Patrickyp commented 6 years ago

HI kRIS,

Is the fusion rate the number that is printing out in debug mode as "rate = 1301.90 hz"? When I turn the magnetometer 90 degrees it takes 3-5 seconds for the serial monitor to get to the correct value is this delay normal for 1300 hz rate?

kriswiner commented 6 years ago

If you are running the sensors at ~200 Hz using the Madgwick algorithm then yes, this seems about normal to me.

On Mon, May 21, 2018 at 4:16 PM, Patrickyp notifications@github.com wrote:

HI kRIS,

Is the fusion rate the number that is printing out in debug mode as "rate = 1301.90 hz"? When I turn the magnetometer 90 degrees it takes 3-5 seconds for the serial monitor to get to the correct value is this delay normal for 1300 hz rate?

— You are receiving this because you commented. Reply to this email directly, view it on GitHub https://github.com/kriswiner/MPU9250/issues/153#issuecomment-390810857, or mute the thread https://github.com/notifications/unsubscribe-auth/AGY1qto4CNJxP_VBVneliOjgfK6qgLJFks5t00rEgaJpZM4OAj8F .

PhoenixZh commented 5 years ago

Hi Kris,

Thanks you for your response. I have rewrite my programming completely, and the yaw is working properly. I didn't know what's wrong with my code, but I will figure it out later.

This is a ARM m0 processor and is very powerful compare to atmega series. I can achieve around 450 hz fusion rate.

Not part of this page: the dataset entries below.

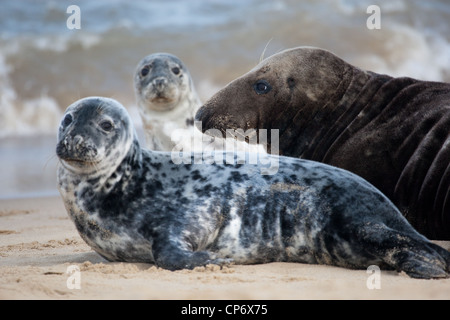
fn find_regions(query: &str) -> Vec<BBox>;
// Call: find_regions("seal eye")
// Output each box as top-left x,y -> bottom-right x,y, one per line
172,67 -> 180,75
62,114 -> 72,127
141,66 -> 150,77
253,80 -> 272,95
287,77 -> 296,88
99,120 -> 114,132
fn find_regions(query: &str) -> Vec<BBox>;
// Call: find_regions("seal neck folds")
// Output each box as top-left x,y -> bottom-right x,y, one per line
280,67 -> 389,161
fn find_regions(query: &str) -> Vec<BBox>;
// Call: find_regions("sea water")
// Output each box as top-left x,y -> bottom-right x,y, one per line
1,0 -> 449,198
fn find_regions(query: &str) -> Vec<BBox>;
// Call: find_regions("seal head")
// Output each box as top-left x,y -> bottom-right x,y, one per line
56,97 -> 134,176
134,53 -> 195,112
134,53 -> 202,151
195,47 -> 353,147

In you code (MPU9250BasicAHRS.ino), you said:

"With these settings the filter is updating at a ~145 Hz rate using the Madgwick scheme and >200 Hz using the Mahony scheme" and "This filter update rate should be fast enough to maintain accurate platform orientation for stabilization control of a fast-moving robot or quadcopter."

But here you said:

If you use accel/gyro sample rates of 200 Hz or so, then you will need to run the fusion at > 1 kHz to get reasonable responsiveness. Can please explain more about that?

Thanks, Alex

hi, I got the same problem now, can you please tell me how you solved your problem?

droter commented 5 years ago

I had the same issue. Went through the Sensor Calibration again here: https://github.com/Razor-AHRS/razor-9dof-ahrs/wiki/Tutorial#sensor-calibration

Make sure you do a good Extended magnetometer calibration also.